342 名前:人間七七四年[sage] 投稿日:2014/02/11(火) 00:17:20.77 ID:12PwH1cW
その例えの部分が詳しく知りたいですね

343 名前:人間七七四年[sage] 投稿日:2014/02/11(火) 00:39:34.08 ID:ULwduIJg
>>342
いまいち意味が理解できなかったのと、締めの言葉からして結局同じことのようだから省略した。

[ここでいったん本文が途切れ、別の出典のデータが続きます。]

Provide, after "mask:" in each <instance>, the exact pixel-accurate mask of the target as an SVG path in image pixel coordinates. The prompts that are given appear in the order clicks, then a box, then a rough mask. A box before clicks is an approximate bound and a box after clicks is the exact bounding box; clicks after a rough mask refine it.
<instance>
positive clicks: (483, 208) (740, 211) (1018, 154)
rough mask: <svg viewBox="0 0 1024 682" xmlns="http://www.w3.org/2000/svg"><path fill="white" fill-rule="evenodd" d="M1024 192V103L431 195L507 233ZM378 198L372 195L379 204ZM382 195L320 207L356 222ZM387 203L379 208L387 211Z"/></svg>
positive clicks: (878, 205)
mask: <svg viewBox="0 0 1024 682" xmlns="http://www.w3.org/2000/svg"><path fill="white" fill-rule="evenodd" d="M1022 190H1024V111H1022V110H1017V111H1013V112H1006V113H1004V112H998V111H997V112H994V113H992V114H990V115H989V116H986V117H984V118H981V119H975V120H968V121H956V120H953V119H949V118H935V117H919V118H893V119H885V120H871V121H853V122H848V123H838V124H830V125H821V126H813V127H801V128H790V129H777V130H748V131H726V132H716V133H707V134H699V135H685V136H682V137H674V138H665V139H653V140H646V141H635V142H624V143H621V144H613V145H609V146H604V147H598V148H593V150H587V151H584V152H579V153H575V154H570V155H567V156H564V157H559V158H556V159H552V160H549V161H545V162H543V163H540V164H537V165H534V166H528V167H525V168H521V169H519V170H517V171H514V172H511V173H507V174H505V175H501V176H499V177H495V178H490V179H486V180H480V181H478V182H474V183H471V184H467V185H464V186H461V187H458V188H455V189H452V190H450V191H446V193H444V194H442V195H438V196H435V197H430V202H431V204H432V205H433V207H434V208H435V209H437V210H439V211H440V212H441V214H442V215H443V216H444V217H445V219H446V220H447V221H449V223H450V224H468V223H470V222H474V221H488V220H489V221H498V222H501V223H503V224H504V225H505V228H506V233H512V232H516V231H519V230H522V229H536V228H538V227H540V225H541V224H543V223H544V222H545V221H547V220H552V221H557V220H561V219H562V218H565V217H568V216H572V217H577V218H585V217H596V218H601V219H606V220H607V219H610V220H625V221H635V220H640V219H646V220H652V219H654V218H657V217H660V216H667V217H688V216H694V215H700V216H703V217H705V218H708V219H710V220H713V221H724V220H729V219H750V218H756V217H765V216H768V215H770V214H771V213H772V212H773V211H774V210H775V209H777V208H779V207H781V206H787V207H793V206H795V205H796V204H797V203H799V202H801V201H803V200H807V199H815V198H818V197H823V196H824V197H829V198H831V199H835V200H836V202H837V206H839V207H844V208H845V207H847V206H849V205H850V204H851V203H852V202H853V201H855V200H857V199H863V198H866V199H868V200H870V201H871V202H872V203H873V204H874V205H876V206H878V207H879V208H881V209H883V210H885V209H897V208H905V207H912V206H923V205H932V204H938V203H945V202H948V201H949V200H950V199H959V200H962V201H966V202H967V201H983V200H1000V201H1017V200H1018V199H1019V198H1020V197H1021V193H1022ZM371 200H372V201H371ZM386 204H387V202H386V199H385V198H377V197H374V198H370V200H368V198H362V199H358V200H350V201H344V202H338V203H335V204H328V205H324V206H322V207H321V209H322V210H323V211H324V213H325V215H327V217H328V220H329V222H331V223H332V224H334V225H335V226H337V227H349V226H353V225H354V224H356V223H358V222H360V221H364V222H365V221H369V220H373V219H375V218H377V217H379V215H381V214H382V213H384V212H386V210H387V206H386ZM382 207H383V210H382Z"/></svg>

(北地陰寒の国には春の花おそし、陰寒にささへられて然り。しからば秋の花は末の陰寒を考えて
疾くひらくべけれども、節序あればこれも前年の寒気春に持こして、そのいたみにや、
秋の花もおそくさき出るゆゑに、又来る秋すゑの寒気にあたりて、さかりもほどなきなり。
人の中年すぎ立身して、すゑの短きが如し。)

註によると「皆少年に学ばざれば何の業も上達し難し、少年時は四季に於ける春なり、
此の時に於て充分養ひを取らざれば秋に良果を収むることかたし、」とのこと。

学をする人は必ず

2014年01月31日 19:00

449 名前:人間七七四年[sage] 投稿日:2014/01/31(金) 03:58:17.27 ID:TKc5ZJuH
学をする人は必ず悪智慧を生じる。その理由は何故かというと、
人を超えようと欲して才ある人を抑える。しかもさらに、不才の者を笑う。

自分に従って、一字といえどもこれを問う時は直ちに喜び、
自分に背いて千人に問えば、これを妬むことは敵のようである。
また、眼を高くして人を直下に見る。これらはその悪智慧の一二である。

無学の人は争うことがない。これは学力が無いので、自分の本然の心を
持っているのだ。学をする人は曲節が多く、学無き人は直心である。

学をする人は人を疑い、学無き人は人を信じる。信は万行の始終である。

ひたすら学を行って悪智慧を求めるよりは、むしろ無学にして自己を持て。
前述の学をする人は自己を失って悪智慧を生じるのだ。

――『東海夜話(沢庵宗彭著)』





人も善くあれ、我も善くあれ

2014年01月17日 18:45

107 名前:人間七七四年[sage] 投稿日:2014/01/17(金) 15:47:17.60 ID:YeGeqghY
一、相撲をとる人が勝とう勝とうと思うがために、自分より力劣る人を
もし存分に骨身を傷つけるほどの力に任せて勝って喜ぶことになっても、

その一方で自分より力の勝る人には負けて身骨を傷つけられて苦しむのだ。
世間の人の心も「人を謗ろう、人が悪い」と思う人は、必ず自分の身に悪い。

自分より弱い人を押さえて滅したとしても、一方で自分に勝る人がいて
自分を押さえることは歴然だ。ただ「人も善くあれ、我も善くあれ」と、
思うべきである。

一、人として人のために善くあれと思うことは誠に難しいものだな。

およそ生きとし生けるものは争わないということがない。空をかける翅、
地を走る獣、螻蟻蚊虻にいたるまで争わないということがない。

だから、人として争わないことは難しい。心底では争っているけれども、
外では争わない顔をするのは礼である。これを人という。

この礼を持たずして人に向かう時は、とりもなおさず早々に共に争う。
これは人にして禽獣に近い。

――『東海夜話(沢庵宗彭著)』




108 名前:人間七七四年[] 投稿日:2014/01/17(金) 18:37:19.46 ID:7DevHlyN
現代にも通じてるね

109 名前:人間七七四年[sage] 投稿日:2014/01/17(金) 19:48:34.00 ID:1Rx53UPY
当時なら大一大万大吉
現代なら思いやりかな?

そして言うは易し行うは難しと

110 名前:人間七七四年[sage] 投稿日:2014/01/17(金) 21:10:15.38 ID:yQct1QOq
武士か儒者の言葉だろうと思い読み進めたら仏教坊主だったでござるの巻

蜘蛛の謀略

2013年11月18日 19:32

647 名前:人間七七四年[sage] 投稿日:2013/11/18(月) 17:09:52.26 ID:9dn8KpG9
一、のきにかかっている大きな蜘蛛を地に落とせば、足を収めて石のようになり、
死を逃れようと計る。この蜘蛛は小智によって人を計ろうとしている。

少しでも走って逃げれば、それだけ命も長らえるであろう。かの蜘蛛の謀計を人はよく
知っている。かの蜘蛛は、人は知らないと思っているのだろう。

無智の人が有智の人を計ることも、蜘蛛の謀略と同じだ。

一、さて、大きな毛虫が地上を歩いている。これを犯す時には毛虫は憤然として
身体を反らせる。そうしたとしても、人はこれを事とも思わない。

小人が大人に向かってこのような風情をなすことは、毛虫と変わらない。